Dumon era immobile, girava le spalle a Shark.
Reginald osservava la pelle pallida dell’amico che ricopriva appena ossa e muscoli. In quel momento cominciò a tremare.
“Basta Dumon, lo sai, se farai così quando ci sarà Vector sarà una tortura peggiore! Basta!” Dumon stava cercando di contenersi, ma l’effetto finale era tutto tranne quello che voleva.
Shark chiuse la porta alle sue spalle e Dumon sussultò non appena la sentì chiudersi, non sapeva se lo spaventava di più l’idea che Reginald se ne fosse andato o che fosse rimasto; poco dopo sentì il letto scricchiolare, Shark si era seduto sul bordo e stava ossevando la porta.
-Shark, va via, per favore. Va via!-
-Dumon, non puoi soffrire così.-
-Non sto soffrendo.-
-Credi che ti ami?-
-Mi ama!-
-Tu lo ami, l’amore che vedi nei suoi occhi è solo il riflesso del tuo. Dumon, devi svegliarti, non puoi farti trattare così!-
Dumon non era certo di amare Vector; Dumon non sapeva della sindrome di Stoccolma, è veramente terribile, ti fa amare il tuo carnefice, ti fa credere di essere amato, e invece altro non è che una gabbia priva di uscita.
-Lui mi ama.- Lo stava dicendo più a se stesso che a Reginald.
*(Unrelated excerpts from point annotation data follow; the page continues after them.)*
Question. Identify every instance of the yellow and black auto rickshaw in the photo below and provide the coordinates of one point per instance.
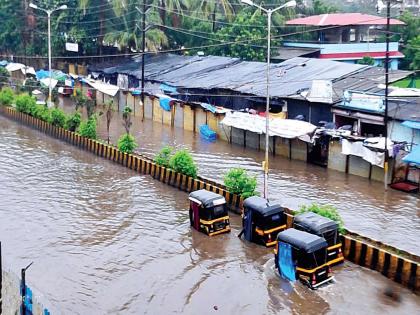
(328, 229)
(301, 255)
(208, 212)
(262, 221)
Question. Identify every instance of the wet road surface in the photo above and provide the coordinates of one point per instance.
(105, 240)
(364, 205)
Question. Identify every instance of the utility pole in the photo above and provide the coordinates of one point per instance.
(23, 288)
(1, 284)
(388, 17)
(143, 30)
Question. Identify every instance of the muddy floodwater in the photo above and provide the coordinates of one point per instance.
(364, 205)
(105, 240)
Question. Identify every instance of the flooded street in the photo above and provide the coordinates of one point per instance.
(364, 205)
(105, 240)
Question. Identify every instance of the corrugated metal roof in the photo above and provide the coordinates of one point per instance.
(342, 19)
(287, 79)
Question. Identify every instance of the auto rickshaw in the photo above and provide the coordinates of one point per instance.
(262, 221)
(301, 255)
(328, 229)
(208, 212)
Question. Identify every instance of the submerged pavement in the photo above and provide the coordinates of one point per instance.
(106, 240)
(391, 216)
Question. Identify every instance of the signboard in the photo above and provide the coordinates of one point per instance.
(72, 47)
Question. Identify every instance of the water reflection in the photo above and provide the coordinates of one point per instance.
(105, 240)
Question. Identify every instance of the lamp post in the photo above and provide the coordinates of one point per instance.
(269, 13)
(49, 12)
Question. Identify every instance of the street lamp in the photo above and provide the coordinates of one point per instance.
(49, 12)
(269, 13)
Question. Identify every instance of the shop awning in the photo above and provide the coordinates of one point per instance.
(411, 124)
(284, 128)
(413, 156)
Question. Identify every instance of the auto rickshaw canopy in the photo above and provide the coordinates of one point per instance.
(262, 206)
(302, 240)
(207, 198)
(315, 223)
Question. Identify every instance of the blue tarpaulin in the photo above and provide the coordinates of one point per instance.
(413, 156)
(207, 133)
(286, 265)
(411, 124)
(167, 88)
(165, 102)
(209, 107)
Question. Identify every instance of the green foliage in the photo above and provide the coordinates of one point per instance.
(127, 119)
(30, 85)
(327, 211)
(164, 156)
(412, 53)
(6, 96)
(58, 118)
(366, 60)
(237, 181)
(254, 46)
(4, 76)
(25, 104)
(41, 112)
(127, 143)
(73, 121)
(182, 162)
(88, 128)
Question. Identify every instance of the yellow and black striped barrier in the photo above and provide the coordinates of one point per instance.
(395, 267)
(392, 266)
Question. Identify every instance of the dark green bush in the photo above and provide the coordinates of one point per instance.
(6, 96)
(41, 112)
(327, 211)
(4, 76)
(127, 143)
(164, 156)
(88, 128)
(73, 121)
(25, 103)
(237, 181)
(182, 162)
(58, 118)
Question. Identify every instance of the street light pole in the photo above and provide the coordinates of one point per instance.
(49, 12)
(269, 13)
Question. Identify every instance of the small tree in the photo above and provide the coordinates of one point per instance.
(6, 96)
(73, 121)
(164, 156)
(237, 181)
(182, 162)
(127, 119)
(109, 113)
(88, 128)
(127, 143)
(327, 211)
(4, 76)
(58, 118)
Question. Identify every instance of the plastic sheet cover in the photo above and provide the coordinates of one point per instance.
(285, 261)
(284, 128)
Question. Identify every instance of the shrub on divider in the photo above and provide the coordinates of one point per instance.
(6, 96)
(127, 143)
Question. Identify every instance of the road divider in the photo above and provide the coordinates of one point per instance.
(357, 249)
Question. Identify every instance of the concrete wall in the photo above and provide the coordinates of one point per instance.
(299, 150)
(148, 108)
(336, 160)
(179, 116)
(189, 118)
(200, 118)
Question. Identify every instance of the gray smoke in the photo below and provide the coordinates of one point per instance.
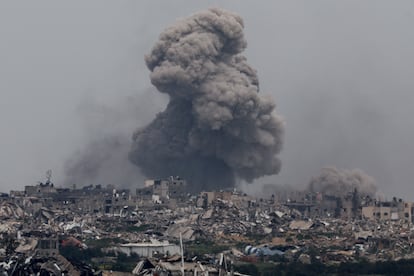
(333, 181)
(103, 158)
(216, 127)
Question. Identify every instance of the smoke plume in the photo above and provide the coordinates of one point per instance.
(216, 127)
(333, 181)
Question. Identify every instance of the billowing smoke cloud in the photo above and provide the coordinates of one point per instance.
(216, 127)
(333, 181)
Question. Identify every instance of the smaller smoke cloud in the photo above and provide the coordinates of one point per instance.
(103, 156)
(333, 181)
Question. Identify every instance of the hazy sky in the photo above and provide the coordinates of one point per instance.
(341, 73)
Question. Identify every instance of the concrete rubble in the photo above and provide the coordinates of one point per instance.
(248, 229)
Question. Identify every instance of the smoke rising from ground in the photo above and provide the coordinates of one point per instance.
(103, 159)
(333, 181)
(216, 127)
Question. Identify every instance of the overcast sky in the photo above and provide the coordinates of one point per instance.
(341, 73)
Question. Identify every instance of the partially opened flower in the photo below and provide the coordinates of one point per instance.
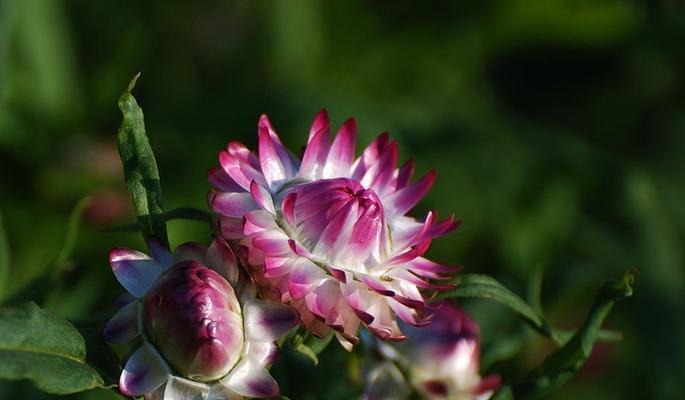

-Dumon, posso capire tutto, ma quelli non sono segni che lascia l’amore.-
-Va via!-
Dumon aveva urlato, aveva la schiena inarcata in avanti, i suoi occhi erano irritati dalle lacrime, lo sterno si alzava e abbassava velocissimamente e a un ritmo instabile. Shark era preoccupato, troppo preoccupato, eppure non poteva far nulla, non in quel momento.
-Se mai ti verrà voglia di parlare… Io sono disponibile.-
-Non ho bisogno di parlare.-
Shark uscì dalla stanza.
Dumon si asciugò le goccioline salate e si impose di smetterla, se Vector fosse tornato e lo avesse visto così si sarebbe infuriato e allora sarebbe stato peggio. Si ricompose un attimo e tornò sul letto. Si sentiva terribile, si sentiva sporco di qualcosa di incancellabile, si sentiva vuoto e colpevole. Si sentiva così inutile e tristemente solo che quando stava con Vector su quel letto si sentiva quasi utile, si sentiva quasi amato, poi il dolore aveva il sopravvento e non sapeva più come fare.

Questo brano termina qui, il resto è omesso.